Detections and Investigations of Cybersecurity

In the event that a user's account is compromised and used for malicious activities, like brute force attacks, it often involves multiple failed logons on various devices as the attacker tries to gain unauthorized access. The detection of such patterns (Figure 6) is crucial for identifying potential security breaches.

Here's the UQL query to uncover users with more than 10 failed logon attempts to multiple computers within a specific 600-second timeframe:

n({@user} as u).e({@authFrom}).n({orientation == 'LogOn' && result == 'Fail' && time <=> [150000,150600]}).e({@authDst}).n({@computer} as c) as p
group by u
where count(p) > 10 && count(c) > 1
return u{*}        

By executing this query, we identify potentially suspicious users who have exhibited such behavior (Figure 7). Further investigation can be conducted to understand the nature and extent of their login attempts. Intuitive visualization (Figure 8) can aid in assessing the scope and severity of the security incidents.

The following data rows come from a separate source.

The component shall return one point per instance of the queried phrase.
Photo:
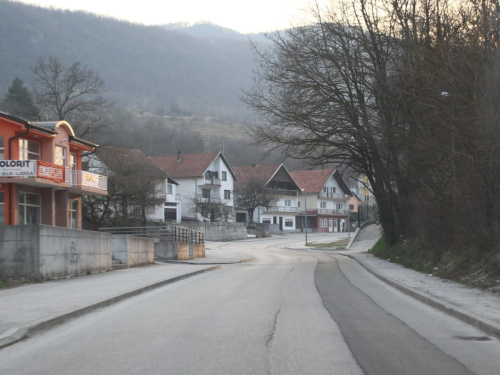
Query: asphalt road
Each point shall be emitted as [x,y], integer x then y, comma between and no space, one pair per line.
[286,312]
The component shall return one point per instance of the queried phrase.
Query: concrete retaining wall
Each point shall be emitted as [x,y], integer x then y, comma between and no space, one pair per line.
[132,250]
[43,252]
[166,250]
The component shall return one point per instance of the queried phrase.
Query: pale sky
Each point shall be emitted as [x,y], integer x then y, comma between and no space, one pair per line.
[245,16]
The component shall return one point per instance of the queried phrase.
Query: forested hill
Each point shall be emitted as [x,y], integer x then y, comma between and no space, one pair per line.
[146,67]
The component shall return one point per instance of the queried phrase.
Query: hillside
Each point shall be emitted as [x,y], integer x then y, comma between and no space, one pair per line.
[147,68]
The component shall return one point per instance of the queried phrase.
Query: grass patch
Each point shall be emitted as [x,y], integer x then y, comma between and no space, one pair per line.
[340,243]
[461,266]
[6,284]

With the red team data revealing bad behaviors or attacks, post-event investigations are essential for uncovering the attack paths and extracting valuable insights. However, investigation is a challenging undertaking that requires a deep understanding of the attack vectors and the capability to trace back through the network, reconstructing the attack timeline. Next, we’ll see an illustrative example of a graph-based model depicting user authentication behavior [3] .

In the dataset, the logs of red team attacks are originally given as in Figure 9. We’ve chosen to focus the investigation on the malicious user U7394@DOM1.

First, filter the authentication logs to center on those having U7394@DOM1 as the source user. A total of 366 authentication logs is identified, spanning from time 1 to 767,320 (Figure 10).

Following the filtering of authentication logs, dependencies among logs are built based on the time to identify successive authentications. This enables the creation of a behavior graph for user U7394@DOM1, structured as follows:

• Authentication logs are represented as nodes, each with properties dstUser, srcComp, dstComp, authType, logonType, orientation and result. The 366 authentication logs are condensed into 49 distinct nodes within the graph.
• Each directed edge (u,v) indicates that the authentication v occurs after the authentication u.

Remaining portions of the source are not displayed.